On the CAP, the two ministers recalled the strategic importance of agriculture to Europe’s future and the need to promote sustainable agricultural and food production. They agreed on the following priorities in the framework of the forthcoming CAP reform:
to guarantee that the negotiations on the Multiannual Financial Framework lead to a stabilization of the CAP budget at the current levels, in order to support sustainable agricultural production in the European Union;
to give member states the necessary flexibility regarding the practicalities of distributing aid and the pace of convergence in the Single Payment Scheme (SPS) for farmers;
to guarantee that the future “greening” of direct aid is simple for both farmers and authorities to implement and does not entail extra costs; the scale of greening must be determined according to the overall CAP budget;
to ensure regulation of the agricultural markets, thanks in particular to market tools that allow flexible responses to economic and health crises;
to guarantee as simple and effective a CAP as possible and minimize the bureaucratic obstacles for farmers and the costs to the authorities.
Bruno Le Maire and Simon Coveney reiterated their commitment to the livestock farming sector and, in this context, their vigilance regarding trade negotiations with Mercosur. The two ministers invited the Commission to develop the recommendations of the high-level group on beef, which met in July 2011, on the initiative of 11 member states, to define regulation appropriate to the beef sector in Europe in the framework of the new CAP, which requires crisis prevention and management tools.
Bruno Le Maire and Simon Coveney reiterated their commitment to the future of the European Food Aid Programme for the Most Deprived (PEAD) and called for the European Commission’s proposals to be adopted in order to guarantee food aid in Europe. Solidarity with the most deprived must continue, particularly at this time of economic crisis.

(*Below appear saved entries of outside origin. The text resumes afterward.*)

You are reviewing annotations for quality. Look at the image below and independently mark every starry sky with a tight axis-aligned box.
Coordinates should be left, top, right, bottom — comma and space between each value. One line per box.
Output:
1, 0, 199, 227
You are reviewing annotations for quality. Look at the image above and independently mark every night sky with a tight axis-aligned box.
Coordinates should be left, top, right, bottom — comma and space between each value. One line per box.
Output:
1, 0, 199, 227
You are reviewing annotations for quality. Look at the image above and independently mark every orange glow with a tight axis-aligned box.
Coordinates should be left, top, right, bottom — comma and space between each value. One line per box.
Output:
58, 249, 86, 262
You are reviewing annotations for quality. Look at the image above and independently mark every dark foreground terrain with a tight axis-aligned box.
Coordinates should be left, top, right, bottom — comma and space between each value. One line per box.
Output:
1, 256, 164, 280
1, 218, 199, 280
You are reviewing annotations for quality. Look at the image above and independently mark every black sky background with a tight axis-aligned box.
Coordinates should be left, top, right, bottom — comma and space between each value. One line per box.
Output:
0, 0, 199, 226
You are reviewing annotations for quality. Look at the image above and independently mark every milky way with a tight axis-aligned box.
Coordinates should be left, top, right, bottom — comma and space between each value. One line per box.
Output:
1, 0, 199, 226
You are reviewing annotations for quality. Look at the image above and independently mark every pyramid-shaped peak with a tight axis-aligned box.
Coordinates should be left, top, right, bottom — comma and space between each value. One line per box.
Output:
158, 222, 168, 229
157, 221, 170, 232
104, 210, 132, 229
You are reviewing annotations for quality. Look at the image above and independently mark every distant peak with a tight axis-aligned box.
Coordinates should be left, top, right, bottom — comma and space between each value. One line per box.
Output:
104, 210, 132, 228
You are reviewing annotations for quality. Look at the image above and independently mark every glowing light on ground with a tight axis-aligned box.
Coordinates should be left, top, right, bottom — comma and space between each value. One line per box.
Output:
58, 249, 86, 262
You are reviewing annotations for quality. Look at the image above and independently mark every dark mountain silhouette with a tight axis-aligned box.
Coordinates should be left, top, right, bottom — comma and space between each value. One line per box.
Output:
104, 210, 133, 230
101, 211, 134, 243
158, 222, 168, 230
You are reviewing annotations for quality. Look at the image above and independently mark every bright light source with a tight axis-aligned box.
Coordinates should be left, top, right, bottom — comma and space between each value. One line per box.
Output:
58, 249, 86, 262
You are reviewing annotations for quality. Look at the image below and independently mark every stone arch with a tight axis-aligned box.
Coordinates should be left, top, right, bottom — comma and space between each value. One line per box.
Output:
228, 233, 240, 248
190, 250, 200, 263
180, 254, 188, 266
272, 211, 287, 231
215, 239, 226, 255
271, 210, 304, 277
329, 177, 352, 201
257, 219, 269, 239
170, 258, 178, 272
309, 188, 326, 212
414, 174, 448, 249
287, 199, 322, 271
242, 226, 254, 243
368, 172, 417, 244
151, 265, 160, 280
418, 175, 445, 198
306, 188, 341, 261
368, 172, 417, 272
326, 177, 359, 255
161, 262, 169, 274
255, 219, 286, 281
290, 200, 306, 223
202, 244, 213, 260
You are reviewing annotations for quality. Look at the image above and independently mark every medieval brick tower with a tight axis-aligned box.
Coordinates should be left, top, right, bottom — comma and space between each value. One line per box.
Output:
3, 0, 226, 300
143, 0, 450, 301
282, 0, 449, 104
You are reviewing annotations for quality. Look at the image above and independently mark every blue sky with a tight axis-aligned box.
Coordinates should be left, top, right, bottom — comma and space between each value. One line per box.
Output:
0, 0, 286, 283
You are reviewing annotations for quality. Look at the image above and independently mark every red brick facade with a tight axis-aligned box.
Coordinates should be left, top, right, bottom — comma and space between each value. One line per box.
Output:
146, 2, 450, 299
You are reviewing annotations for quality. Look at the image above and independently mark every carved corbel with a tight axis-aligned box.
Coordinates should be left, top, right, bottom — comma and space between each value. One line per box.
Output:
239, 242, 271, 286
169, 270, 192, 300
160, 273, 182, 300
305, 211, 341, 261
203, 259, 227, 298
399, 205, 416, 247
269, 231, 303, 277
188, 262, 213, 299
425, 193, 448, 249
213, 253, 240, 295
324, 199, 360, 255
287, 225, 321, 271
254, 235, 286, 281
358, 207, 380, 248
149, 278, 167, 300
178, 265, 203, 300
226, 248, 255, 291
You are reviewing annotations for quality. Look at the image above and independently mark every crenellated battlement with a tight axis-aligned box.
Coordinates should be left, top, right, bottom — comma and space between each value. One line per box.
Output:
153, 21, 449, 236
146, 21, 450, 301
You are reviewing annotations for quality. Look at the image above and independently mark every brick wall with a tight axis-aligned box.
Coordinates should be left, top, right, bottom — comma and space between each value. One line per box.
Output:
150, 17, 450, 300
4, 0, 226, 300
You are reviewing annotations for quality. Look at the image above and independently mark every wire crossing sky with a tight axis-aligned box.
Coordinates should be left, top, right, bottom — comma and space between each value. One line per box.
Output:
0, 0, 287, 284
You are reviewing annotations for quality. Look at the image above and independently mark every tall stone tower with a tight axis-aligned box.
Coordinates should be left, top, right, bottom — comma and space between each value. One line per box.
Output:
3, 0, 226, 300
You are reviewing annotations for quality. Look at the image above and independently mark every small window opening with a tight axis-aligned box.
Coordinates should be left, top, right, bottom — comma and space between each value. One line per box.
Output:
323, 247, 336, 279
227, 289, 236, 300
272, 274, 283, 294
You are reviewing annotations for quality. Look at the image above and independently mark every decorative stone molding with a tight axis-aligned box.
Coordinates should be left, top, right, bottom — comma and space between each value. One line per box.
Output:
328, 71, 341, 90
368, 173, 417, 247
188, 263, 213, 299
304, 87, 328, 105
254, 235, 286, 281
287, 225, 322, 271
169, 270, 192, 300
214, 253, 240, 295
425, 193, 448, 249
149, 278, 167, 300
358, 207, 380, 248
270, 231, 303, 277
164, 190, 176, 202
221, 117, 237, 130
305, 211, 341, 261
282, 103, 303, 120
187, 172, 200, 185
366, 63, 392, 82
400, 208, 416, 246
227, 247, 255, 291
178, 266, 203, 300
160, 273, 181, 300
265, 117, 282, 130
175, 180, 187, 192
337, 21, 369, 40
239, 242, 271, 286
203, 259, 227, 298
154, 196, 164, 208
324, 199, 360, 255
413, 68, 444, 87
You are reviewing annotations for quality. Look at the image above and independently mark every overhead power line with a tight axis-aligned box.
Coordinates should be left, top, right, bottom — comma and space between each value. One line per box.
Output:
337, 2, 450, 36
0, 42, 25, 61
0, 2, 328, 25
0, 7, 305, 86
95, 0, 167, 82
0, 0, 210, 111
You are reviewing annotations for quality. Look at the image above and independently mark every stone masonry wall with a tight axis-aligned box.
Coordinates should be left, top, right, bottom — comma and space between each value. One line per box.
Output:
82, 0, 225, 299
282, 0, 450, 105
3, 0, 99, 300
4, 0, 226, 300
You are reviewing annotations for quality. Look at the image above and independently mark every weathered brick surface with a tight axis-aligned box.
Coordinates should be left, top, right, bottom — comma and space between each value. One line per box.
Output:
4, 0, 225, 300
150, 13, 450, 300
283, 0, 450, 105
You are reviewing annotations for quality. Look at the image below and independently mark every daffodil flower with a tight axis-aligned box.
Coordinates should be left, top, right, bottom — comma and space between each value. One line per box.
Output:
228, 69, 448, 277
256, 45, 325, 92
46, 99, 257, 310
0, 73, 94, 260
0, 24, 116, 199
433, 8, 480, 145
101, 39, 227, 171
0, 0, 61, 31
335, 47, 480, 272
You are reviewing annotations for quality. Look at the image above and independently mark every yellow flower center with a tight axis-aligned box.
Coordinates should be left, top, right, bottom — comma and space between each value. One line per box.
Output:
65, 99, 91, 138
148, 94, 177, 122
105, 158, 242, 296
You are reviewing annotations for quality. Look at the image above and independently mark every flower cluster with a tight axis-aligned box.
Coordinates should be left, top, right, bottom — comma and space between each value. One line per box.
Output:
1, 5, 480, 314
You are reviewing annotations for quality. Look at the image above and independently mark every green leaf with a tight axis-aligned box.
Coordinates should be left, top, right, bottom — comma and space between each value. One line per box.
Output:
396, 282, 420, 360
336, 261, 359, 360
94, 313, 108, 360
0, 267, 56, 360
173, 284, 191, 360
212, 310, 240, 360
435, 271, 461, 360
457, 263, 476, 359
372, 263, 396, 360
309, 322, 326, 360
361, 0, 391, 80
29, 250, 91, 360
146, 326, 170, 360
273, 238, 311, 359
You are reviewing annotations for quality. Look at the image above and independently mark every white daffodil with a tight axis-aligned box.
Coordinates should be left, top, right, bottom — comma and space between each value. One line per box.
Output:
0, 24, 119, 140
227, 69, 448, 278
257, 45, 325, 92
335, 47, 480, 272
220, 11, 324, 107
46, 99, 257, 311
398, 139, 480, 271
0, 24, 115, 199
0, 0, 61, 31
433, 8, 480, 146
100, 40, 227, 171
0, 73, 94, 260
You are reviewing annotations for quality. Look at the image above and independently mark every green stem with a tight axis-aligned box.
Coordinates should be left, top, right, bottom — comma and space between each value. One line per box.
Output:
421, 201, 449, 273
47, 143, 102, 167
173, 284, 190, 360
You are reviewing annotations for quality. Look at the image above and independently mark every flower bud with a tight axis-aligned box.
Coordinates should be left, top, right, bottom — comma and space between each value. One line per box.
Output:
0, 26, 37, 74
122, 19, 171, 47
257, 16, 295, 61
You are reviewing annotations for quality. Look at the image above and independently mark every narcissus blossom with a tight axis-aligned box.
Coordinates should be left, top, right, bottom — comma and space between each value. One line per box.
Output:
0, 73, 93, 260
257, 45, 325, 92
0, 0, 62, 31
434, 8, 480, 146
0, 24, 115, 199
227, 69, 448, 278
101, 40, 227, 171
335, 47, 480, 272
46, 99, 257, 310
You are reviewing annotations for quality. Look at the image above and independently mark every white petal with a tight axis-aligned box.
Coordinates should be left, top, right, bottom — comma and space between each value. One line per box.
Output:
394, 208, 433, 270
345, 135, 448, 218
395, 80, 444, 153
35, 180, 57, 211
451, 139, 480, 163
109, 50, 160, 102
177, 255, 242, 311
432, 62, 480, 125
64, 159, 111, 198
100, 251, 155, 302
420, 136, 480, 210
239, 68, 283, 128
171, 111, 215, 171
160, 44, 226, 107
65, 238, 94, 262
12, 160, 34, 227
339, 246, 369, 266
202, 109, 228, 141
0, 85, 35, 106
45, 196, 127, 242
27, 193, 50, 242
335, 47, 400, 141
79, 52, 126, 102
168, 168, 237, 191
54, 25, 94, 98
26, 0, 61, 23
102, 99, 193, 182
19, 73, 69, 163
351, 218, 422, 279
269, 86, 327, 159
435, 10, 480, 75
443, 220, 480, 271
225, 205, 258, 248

Regarding the reform of the Common Fisheries Policy, the two ministers agreed to work together to guarantee the success of the negotiations. In particular:
the two ministers reaffirmed the collective and inalienable nature of fisheries resources, incompatible with a market in transferable individual fishing concessions as proposed by the Commission;
Bruno Le Maire and Simon Coveney insisted on their commitment to measures aimed at increasing the selectivity of fisheries, protecting non-target species like juvenile fish and avoiding discards. They agreed on the need to continue work on discards and maximum sustainable yields;
the two ministers expressed support for simplified governance of the CFP in the definition of the technical and management measures at the level of maritime regions. Such governance must be based on an enhanced implementation of the principle of subsidiarity and greater participation by the different players involved at the level of each fishery.